Future Earth is torn by conflict between machines and mankind. Two parties go back in time to 1980s Los Angeles. One is the Terminator (Arnold Schwarzenegger), a cyborg assigned to murder Sarah Connor (Michael Biehn), mother of future resistance leader John Connor. The other is Kyle Reese (Michael Biehn), a resistance fighter sent to protect Sarah. A running battle rages through Los Angeles and beyond as Sarah and Reese try to defeat the indestructible robot.
More than anything, The Terminator is a successful genre hybrid. Besides the obvious science fiction elements, it has the moody style of film noir and the decay of a '70s urban drama: garbage-littered, crime-ridden LA seems more dystopian than the skull-strewn future. It also resembles a high-caliber slash movie, from its implacable antagonist to the virtuous heroine outlasting her horny friends. Somehow, Cameron fits these disparate elements together into a near-seamless vehicle.

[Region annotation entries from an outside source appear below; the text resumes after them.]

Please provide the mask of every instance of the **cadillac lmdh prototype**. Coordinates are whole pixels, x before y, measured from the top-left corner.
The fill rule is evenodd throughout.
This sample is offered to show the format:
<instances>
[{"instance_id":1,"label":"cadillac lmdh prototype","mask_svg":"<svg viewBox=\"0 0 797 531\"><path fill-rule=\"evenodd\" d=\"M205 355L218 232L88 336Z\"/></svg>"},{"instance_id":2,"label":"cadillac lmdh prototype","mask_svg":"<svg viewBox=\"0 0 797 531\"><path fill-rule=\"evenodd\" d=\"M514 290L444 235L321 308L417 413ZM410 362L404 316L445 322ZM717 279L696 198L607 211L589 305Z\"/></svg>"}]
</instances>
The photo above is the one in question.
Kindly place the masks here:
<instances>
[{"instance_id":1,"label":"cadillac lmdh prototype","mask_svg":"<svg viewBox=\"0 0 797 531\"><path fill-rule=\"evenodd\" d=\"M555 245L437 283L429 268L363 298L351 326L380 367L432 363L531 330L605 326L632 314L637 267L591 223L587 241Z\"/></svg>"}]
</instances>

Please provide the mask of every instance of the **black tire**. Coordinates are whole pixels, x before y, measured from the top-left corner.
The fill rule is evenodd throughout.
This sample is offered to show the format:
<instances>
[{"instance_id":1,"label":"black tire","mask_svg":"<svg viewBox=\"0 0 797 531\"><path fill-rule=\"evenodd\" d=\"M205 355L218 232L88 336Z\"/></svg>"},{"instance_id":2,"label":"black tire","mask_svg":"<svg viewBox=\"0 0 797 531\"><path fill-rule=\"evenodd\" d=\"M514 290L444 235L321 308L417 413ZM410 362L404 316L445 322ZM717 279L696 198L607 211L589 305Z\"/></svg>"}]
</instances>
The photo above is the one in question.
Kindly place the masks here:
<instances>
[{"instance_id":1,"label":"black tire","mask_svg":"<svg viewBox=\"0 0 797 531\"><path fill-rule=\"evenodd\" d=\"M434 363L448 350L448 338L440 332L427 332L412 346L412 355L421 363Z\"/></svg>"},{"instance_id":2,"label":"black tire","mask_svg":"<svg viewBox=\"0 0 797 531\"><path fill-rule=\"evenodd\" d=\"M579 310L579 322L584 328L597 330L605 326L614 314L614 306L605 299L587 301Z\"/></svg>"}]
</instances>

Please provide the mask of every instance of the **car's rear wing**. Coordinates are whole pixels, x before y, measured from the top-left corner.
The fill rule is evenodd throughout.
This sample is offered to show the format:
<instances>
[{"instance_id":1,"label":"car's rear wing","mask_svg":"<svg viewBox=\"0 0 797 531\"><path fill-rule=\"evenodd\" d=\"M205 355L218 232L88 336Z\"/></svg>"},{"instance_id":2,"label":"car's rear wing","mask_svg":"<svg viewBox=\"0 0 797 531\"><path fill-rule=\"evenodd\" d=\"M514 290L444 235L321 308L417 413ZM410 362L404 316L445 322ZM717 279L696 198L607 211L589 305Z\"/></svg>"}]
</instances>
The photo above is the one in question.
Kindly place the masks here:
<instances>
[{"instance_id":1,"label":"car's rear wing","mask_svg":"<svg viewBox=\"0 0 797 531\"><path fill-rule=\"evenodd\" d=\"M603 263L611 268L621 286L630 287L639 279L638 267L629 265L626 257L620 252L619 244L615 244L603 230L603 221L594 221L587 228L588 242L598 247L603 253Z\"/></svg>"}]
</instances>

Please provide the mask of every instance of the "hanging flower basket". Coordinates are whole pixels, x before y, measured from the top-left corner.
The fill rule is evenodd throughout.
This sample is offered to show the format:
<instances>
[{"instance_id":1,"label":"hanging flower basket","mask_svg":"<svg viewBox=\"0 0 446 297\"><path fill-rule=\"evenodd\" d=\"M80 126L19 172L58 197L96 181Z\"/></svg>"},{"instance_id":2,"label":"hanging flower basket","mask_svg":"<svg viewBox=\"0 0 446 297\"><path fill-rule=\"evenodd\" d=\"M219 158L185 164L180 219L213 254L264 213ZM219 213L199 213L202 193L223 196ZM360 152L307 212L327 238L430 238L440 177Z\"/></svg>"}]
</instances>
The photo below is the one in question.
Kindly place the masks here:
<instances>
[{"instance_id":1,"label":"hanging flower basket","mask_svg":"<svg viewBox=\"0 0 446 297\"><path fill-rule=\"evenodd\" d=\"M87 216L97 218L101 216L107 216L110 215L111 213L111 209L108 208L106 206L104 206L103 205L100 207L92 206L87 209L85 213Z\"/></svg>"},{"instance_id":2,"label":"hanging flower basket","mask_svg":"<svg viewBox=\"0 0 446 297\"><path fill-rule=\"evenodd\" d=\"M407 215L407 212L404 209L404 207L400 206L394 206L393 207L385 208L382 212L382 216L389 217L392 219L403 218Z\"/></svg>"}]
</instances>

Cameron carefully builds suspense and atmosphere, then unleashes the expertly-staged action. Things escalate quickly from an early foot-and-car chase to the Terminator's assault on a police station. The latter scene seems transplanted from a horror film, less thrilling than horrifying: dozens of cops blast the Terminator with shotguns and assault weapons, without leaving a scratch. The Terminator's impregnability becomes terrifying: after being shot, crashed and immolated, he returns as a metal skeleton. Compare the sequels, where he comically knee-caps cops while tossing lame quips.
Terminator pits its cyborg against down-to-earth protagonists. Kyle's blandly heroic, with some traumatic flashbacks to spice his character. Sarah's a more relatable heroine, a clumsy waitress who unwittingly embodies the world's fate. The two cops (Paul Winfield and Lance Henriksen) protecting Sarah take the Terminator threat seriously; they just can't imagine an indestructible robot. Cameron and Gael Ann Hurd draw these characters between commendably economical storytelling. Even the obligatory sex scene serves a plot purpose.
Made on a modest budget, Terminator impresses visually. Despite some clunky effects in the future scenes, the main effects work through minimalism. Arnold gets impressive make-up to show Terminator's degeneration and damage; a photo-real puppet's used for a few key close-ups, and stop-motion for his metallic incarnation. Terminator 2 appeared after a revolution in visual effects, with CGI that's still jaw-dropping. But the original's minimalism holds up well, bolstered by Cameron's direction and Brad Fiedel's iconic synth score.
Though Arnold Schwarzenegger made his star turn in Conan the Barbarian, this is his signature role. Schwarzenegger exudes ice-cold menace and physicality that dominates the screen. Nobody's ever called Arnold's a great actor, but it takes a special kind of star to sell an emotionless cyborg. While Schwarzenegger's self-effacement served later roles well, he's much better as a straightforward stone killer.
Michael Biehn is likeable but lacks the charisma to carry the picture. That chore falls to Linda Hamilton; her Sarah evolves credibly from hard-luck ingénue to tough, canny survivor. By the second film, she'll evolve into one of cinema's iconic action heroines. Paul Winfield and Lance Henriksen provide Terminator's few glimmers of humor; Earl Boen's obnoxious therapist graced the first two sequels. Bill Paxton gets wasted in the opening scene.
With thirty years' hindsight, The Terminator's main virtue is its straightforwardness: little humor and just one portentous monologue, focusing instead on action, atmosphere and characters. Terminator 2 upped the action and effects, but also the goofiness and pretentious ponderings on Man's fate. Terminator 3 is a bad joke, while Terminator Salvation is barely a poor man's Transformers. I haven't seen the new excretion with ancient Arnie, but I'm dubious.